Like Providence, Resnais’s science-fiction film Je t’aime, je t’aime (1968; April 16 at 9 p.m.) puts into play a couple of parallel realities. Here, the protagonist is Claude Ridder (Claude Rich), a writer who, grief- and conscience-stricken over the death of his girlfriend, tries to commit suicide. Rescued from death, Claude is recruited as the first human subject in a time-travel experiment that has succeeded only with a mouse. The film itself becomes this experiment, as Claude relives a disconnected series of mostly short episodes from various times in his past life. In its narrative form, Je t’aime, je t’aime marks another stage in the avant-garde shattering and reconfiguration of time that had marked L’année dernière à Marienbad and Muriel (1963). Here, the blowing apart of time results in a fragmentation that gives to each segment an equal, heightened value. There are no low points; there’s only a regular succession of peak moments, each of which crystallizes an entire thought process. Je t’aime, je t’aime is one of the great surrealist films, a non-stop, dazzling adventure in poetic language, black humor, and amour fou.

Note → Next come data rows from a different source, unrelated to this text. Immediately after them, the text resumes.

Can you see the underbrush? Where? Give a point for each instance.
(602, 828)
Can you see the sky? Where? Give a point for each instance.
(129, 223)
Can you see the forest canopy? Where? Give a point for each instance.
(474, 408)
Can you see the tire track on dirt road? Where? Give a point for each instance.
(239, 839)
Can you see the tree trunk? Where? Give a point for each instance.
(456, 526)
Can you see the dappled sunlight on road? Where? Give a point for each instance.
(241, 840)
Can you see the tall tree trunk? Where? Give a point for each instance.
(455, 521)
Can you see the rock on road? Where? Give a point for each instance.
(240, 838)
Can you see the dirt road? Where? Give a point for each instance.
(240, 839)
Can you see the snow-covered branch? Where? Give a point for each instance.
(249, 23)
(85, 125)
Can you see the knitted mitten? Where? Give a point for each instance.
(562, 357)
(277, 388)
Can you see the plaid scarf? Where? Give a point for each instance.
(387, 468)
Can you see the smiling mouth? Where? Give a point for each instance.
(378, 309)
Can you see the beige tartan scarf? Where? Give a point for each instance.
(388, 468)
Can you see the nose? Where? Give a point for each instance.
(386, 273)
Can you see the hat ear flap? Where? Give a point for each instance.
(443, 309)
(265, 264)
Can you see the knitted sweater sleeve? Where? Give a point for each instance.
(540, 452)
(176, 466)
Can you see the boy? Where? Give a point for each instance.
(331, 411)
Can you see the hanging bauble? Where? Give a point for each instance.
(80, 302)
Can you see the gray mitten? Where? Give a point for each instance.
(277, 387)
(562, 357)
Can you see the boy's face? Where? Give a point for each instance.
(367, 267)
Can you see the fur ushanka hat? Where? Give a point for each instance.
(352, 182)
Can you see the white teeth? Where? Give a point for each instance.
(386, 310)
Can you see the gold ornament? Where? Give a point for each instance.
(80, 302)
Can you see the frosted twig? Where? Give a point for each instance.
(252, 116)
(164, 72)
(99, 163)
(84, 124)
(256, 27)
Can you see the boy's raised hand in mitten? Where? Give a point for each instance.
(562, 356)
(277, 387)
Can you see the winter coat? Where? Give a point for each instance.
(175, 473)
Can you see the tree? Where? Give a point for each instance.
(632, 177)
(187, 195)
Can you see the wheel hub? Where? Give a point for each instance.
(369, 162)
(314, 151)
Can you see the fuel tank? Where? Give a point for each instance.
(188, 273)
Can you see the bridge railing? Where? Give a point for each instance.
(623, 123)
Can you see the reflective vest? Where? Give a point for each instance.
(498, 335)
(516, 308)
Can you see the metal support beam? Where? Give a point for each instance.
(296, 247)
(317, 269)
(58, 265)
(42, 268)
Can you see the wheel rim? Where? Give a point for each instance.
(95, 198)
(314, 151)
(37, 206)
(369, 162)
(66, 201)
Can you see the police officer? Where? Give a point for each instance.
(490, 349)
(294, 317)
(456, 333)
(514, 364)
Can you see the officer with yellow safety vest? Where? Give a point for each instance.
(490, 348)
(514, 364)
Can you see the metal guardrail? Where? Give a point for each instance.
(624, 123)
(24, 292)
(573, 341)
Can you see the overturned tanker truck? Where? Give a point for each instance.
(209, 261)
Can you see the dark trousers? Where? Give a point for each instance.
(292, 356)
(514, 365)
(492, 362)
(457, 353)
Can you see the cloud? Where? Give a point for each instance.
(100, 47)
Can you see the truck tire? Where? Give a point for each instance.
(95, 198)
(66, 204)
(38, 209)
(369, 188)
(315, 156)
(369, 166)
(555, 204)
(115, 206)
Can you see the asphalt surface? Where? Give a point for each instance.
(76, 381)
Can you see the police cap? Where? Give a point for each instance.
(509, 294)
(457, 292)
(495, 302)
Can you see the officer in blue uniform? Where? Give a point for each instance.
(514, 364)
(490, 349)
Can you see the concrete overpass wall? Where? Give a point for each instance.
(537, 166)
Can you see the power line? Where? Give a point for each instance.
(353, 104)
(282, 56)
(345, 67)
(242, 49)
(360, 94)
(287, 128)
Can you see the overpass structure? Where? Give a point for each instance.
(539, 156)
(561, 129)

The Harvard series includes Resnais’s two most recent films, both musicals. On connaît la chanson/Same Old Song (1997; April 16 at 7 p.m.) shuffles a disparate group of Parisians together in a series of chance meetings and romantic entanglements: Camille (Agnès Jaoui), a tour guide who’s wrapping up her thesis on an obscure historical subject; an older history buff, Simon (André Dussollier), who falls in love with her but must settle for the role of sympathetic confidant as she becomes involved with slick real-estate agent Marc (Lambert Wilson); Camille’s sister, Odile (Sabine Azéma), whose marriage is in an uncertain phase; and Odile’s former boyfriend, Nicolas (Jean-Pierre Bacri), a hypochondriac whose own marriage appears shaky as he goes through the motions of finding a new apartment for himself and his wife. The characters express their feelings to each other by lip-synching to snatches of classics from several decades of French popular song. What for most directors would have stayed at the level of a dubious gimmick becomes for Resnais a triumphant and enjoyable conceit. Song functions in On connaît la chanson as another of the director’s experimental doublings, overlaying the past on the present and holding up to everyday reality a defamiliarized mirror image.

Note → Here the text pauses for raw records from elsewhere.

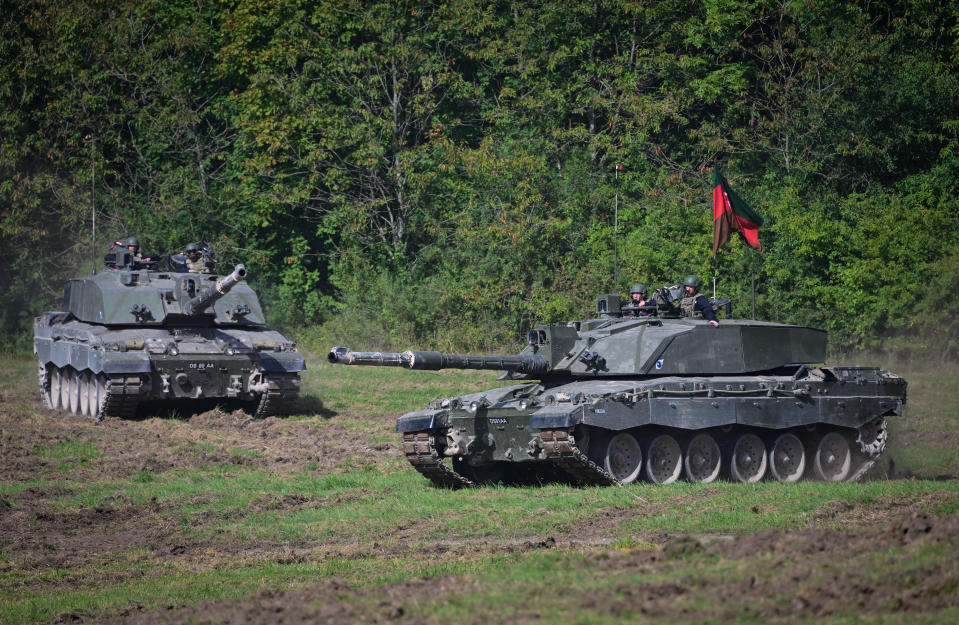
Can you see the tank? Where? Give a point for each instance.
(137, 334)
(655, 397)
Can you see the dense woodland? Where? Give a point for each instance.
(442, 173)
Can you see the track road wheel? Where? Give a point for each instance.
(748, 461)
(833, 460)
(623, 458)
(787, 458)
(664, 460)
(703, 459)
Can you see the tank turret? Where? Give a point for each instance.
(212, 293)
(645, 393)
(128, 335)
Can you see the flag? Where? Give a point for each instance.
(731, 213)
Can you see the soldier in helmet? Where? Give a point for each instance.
(196, 260)
(694, 304)
(637, 298)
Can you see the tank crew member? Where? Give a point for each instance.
(114, 255)
(136, 259)
(197, 261)
(694, 304)
(637, 297)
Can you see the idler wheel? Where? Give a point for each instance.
(664, 460)
(703, 459)
(99, 396)
(787, 458)
(623, 458)
(833, 460)
(748, 462)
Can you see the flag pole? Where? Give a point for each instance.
(715, 272)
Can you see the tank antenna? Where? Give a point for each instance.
(619, 167)
(93, 200)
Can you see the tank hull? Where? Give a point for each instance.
(99, 370)
(794, 423)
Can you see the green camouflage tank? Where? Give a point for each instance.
(655, 397)
(131, 335)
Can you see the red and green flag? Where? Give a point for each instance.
(731, 214)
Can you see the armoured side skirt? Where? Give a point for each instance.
(700, 413)
(80, 357)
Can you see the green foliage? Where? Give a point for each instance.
(442, 174)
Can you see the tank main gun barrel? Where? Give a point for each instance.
(532, 364)
(212, 293)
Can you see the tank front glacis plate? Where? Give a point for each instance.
(201, 375)
(496, 434)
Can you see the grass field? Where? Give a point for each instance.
(211, 518)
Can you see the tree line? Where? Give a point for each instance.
(442, 173)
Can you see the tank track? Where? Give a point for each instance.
(425, 458)
(122, 396)
(560, 448)
(279, 397)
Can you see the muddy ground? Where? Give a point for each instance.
(776, 576)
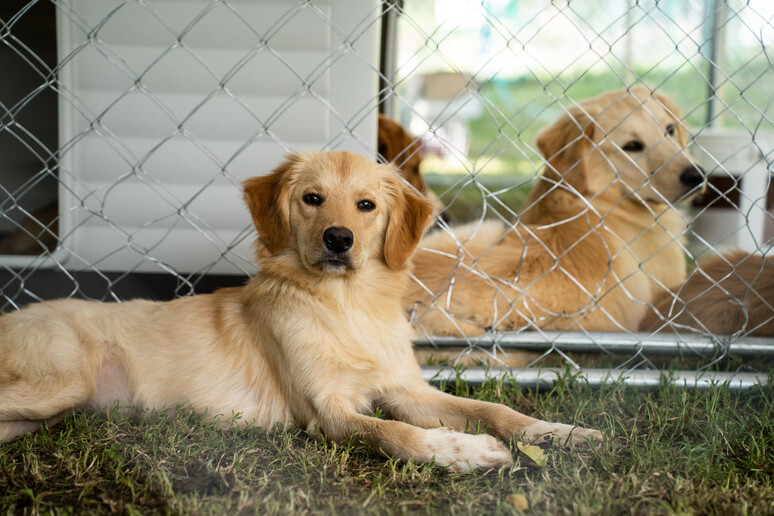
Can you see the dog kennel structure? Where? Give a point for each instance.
(126, 127)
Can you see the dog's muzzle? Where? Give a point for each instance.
(692, 177)
(337, 242)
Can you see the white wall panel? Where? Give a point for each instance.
(166, 106)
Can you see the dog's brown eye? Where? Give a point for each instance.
(633, 146)
(312, 199)
(365, 206)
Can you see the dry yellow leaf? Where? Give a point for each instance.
(518, 500)
(535, 453)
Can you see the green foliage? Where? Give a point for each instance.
(666, 451)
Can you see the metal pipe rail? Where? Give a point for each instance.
(546, 377)
(613, 343)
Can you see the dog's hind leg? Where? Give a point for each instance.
(46, 368)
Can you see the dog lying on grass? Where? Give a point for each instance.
(598, 240)
(726, 294)
(317, 338)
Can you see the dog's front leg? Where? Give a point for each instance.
(427, 407)
(457, 451)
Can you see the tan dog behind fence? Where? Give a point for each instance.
(317, 338)
(597, 242)
(728, 294)
(397, 146)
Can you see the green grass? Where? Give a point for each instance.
(666, 451)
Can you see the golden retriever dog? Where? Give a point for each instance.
(317, 338)
(732, 293)
(396, 145)
(599, 238)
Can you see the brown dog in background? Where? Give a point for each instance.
(726, 294)
(598, 240)
(317, 338)
(397, 146)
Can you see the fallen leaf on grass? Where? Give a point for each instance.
(518, 500)
(535, 453)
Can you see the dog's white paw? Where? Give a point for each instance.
(464, 452)
(566, 435)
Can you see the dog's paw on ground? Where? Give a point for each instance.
(558, 433)
(462, 453)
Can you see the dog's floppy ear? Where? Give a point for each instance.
(409, 217)
(564, 145)
(268, 199)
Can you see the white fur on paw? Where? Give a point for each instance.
(566, 435)
(464, 452)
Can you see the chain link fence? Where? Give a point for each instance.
(126, 128)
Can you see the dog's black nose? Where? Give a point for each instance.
(338, 240)
(692, 177)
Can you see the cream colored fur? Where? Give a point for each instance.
(598, 241)
(315, 339)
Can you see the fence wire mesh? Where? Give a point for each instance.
(127, 126)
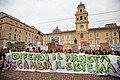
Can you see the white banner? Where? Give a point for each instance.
(65, 63)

The even lighting, roomy compositions, and brisk pairings-off of people in On connaît la chanson create a freedom of movement that Resnais extends in Pas sur la bouche/Not on the Lips (2003; April 15 at 9 p.m.), an adaptation of a 1925 operetta by André Barde and Maurice Yvain. This film is the double of On connaît la chanson. Once again, the story involves two sisters, one of them played by Sabine Azéma and married, once again, to a character played by Pierre Arditi; and once again, the Azéma character finds herself confronted with a past lover, in this case her previous husband (Lambert Wilson). The very slight plot hinges on the need to keep the first marriage a secret from the second husband, whose faith in his wife is based on his belief that every woman bears a permanent psychological imprint from her first real love. The theatrical mise-en-scène Resnais adopts for this project involves very long takes with much camera movement, takes that suggest an unbroken flow of space and time through which the characters, in constant movement, reveal and reinvent themselves. Pas sur la bouche may be a trifle, but rarely is a trifle brought off with such perfection.